Quasi 19 anni vengono dalla fine della guerra in Kosovo, mentre oltre 1600 famiglie continuano ad essere in attesa di una notizia dei loro parenti mancanti. Nonostante gli anni di dialogo con la Serbia, lo stato serbo non mostra dove ci sono ancora oltre 1600 persone scomparse dal Kosovo, rapporti KTV. [...]
Quasi 19 anni vengono dalla fine della guerra in Kosovo, mentre oltre 1600 famiglie continuano ad essere in attesa di una notizia dei loro parenti mancanti.
Nonostante gli anni di dialogo con la Serbia, lo stato serbo non mostra dove ci sono ancora oltre 1600 persone scomparse dal Kosovo, rapporti KTV.
Il capo della Commissione governativa per le persone sconosciute, Prenk Lokaj, ha chiesto una maggiore pressione dal Kosovo, ma anche dall'UE, alla Serbia, anche se accusa l'UE di essere stato lo stesso che non era interessato a far entrare questo argomento nell'agenda dei negoziati.
Dice che solo la persistenza può produrre risultati, fino a quando non ha preso un esempio di Rudnica, che dice che se non hanno minacciato la Serbia con interruzioni dei negoziati, non avrebbero mai trovato truppe lì.
Il gene dice che non so cosa sia successo a quelle persone scomparse finché non aggiunge che i loro organi possono essere stati portati via.

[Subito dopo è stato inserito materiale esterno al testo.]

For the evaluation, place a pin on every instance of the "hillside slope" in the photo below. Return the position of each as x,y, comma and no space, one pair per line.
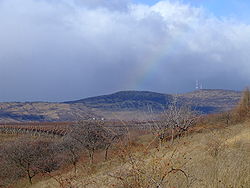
126,104
215,158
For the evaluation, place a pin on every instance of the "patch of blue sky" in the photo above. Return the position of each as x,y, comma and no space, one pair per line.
232,9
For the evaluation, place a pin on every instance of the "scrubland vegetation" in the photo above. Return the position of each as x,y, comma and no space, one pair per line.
178,149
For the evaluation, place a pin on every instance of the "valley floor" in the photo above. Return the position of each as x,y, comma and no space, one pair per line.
212,159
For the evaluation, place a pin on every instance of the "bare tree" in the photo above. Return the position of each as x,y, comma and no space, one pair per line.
175,121
71,149
30,157
93,135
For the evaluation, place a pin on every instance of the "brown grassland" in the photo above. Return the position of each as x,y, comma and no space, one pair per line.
213,154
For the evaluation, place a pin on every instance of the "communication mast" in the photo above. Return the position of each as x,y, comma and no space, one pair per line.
198,85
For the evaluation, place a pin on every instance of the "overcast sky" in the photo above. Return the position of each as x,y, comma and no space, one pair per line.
59,50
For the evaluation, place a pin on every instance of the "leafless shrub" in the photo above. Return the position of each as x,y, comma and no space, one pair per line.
27,157
175,121
93,136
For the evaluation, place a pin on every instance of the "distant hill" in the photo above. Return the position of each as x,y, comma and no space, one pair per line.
211,100
127,104
127,100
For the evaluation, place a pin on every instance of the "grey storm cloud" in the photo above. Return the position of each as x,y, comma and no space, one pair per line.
56,50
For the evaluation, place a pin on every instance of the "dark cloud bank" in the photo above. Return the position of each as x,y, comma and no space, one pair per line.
63,50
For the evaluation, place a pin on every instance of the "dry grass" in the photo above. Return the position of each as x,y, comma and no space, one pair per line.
216,159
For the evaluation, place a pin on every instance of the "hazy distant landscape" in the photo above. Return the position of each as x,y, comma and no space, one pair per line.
124,94
124,102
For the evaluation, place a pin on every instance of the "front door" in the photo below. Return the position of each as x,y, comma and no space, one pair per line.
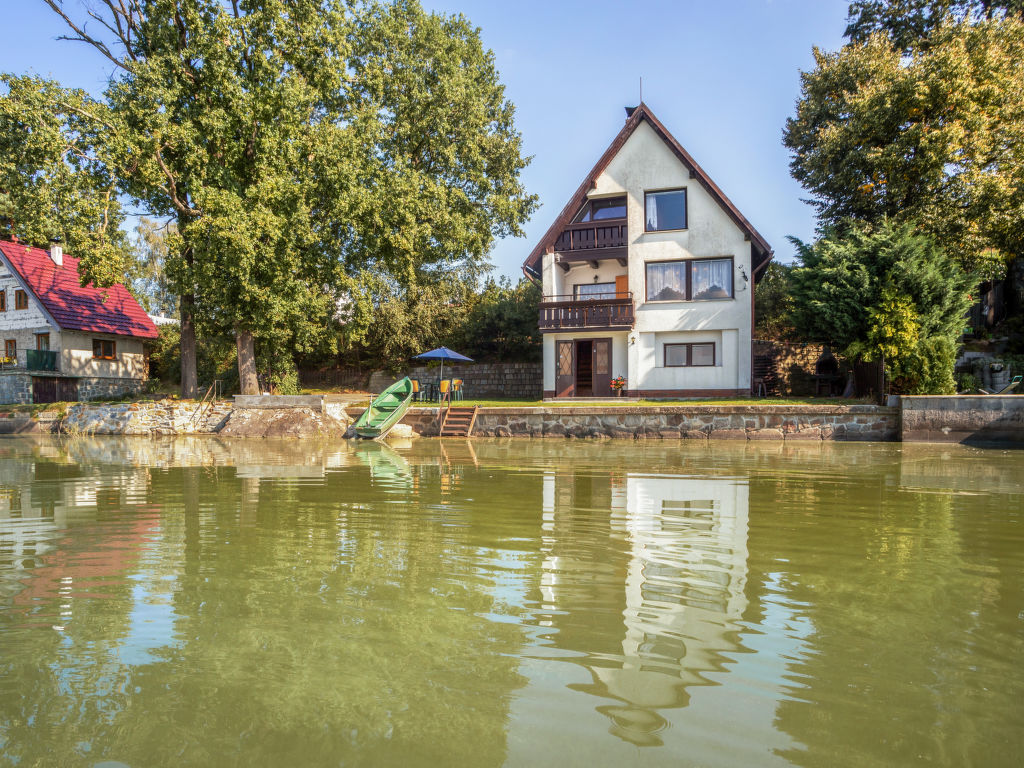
564,369
601,368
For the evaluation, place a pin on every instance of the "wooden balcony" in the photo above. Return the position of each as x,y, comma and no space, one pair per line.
565,312
606,239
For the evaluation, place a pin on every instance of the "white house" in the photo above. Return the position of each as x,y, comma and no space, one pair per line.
648,273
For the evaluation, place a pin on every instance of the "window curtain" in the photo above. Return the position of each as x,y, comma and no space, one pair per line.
667,282
713,280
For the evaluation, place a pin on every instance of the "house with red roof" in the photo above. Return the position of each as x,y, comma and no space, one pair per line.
61,340
648,275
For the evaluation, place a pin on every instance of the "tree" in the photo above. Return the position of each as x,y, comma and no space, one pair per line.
54,179
933,135
884,291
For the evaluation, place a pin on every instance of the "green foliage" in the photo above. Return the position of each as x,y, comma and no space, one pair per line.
932,134
773,303
884,291
54,177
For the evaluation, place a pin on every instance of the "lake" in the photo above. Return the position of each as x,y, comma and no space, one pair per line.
203,602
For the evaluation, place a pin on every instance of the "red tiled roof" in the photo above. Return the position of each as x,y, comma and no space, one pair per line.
635,117
107,310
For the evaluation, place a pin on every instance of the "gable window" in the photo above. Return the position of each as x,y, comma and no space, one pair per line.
603,208
589,291
689,355
665,210
102,349
693,280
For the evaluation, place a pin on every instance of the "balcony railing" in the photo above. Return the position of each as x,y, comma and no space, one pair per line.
592,235
41,359
566,312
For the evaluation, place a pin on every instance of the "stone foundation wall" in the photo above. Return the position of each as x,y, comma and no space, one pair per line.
161,417
95,388
678,422
990,418
508,380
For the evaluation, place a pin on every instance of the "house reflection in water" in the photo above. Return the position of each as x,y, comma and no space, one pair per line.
669,595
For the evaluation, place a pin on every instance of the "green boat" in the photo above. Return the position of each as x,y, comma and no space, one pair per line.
386,411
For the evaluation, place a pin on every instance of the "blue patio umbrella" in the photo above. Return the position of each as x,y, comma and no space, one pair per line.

Nel frattempo, non c'erano leader statali che non avevano promesso ai membri della famiglia che la questione dei fondatori sarebbe un argomento nel dialogo politico, ma questo non è accaduto.
Nel frattempo, non si sa ancora quando il dialogo tra il Kosovo e la Serbia riprenderà a Bruxelles, fino a quando una nuova risoluzione attraverso la quale il gruppo di dialogo con la Serbia e gli argomenti da discutere sarà presto prevista nell’Assemblea del Kosovo.
I deputati e la società civile insistono sul fatto che la questione dei mancanti sia indicata come punto chiave in questa fase di dialogo, che il Kosovo sta chiamando la fase di chiusura.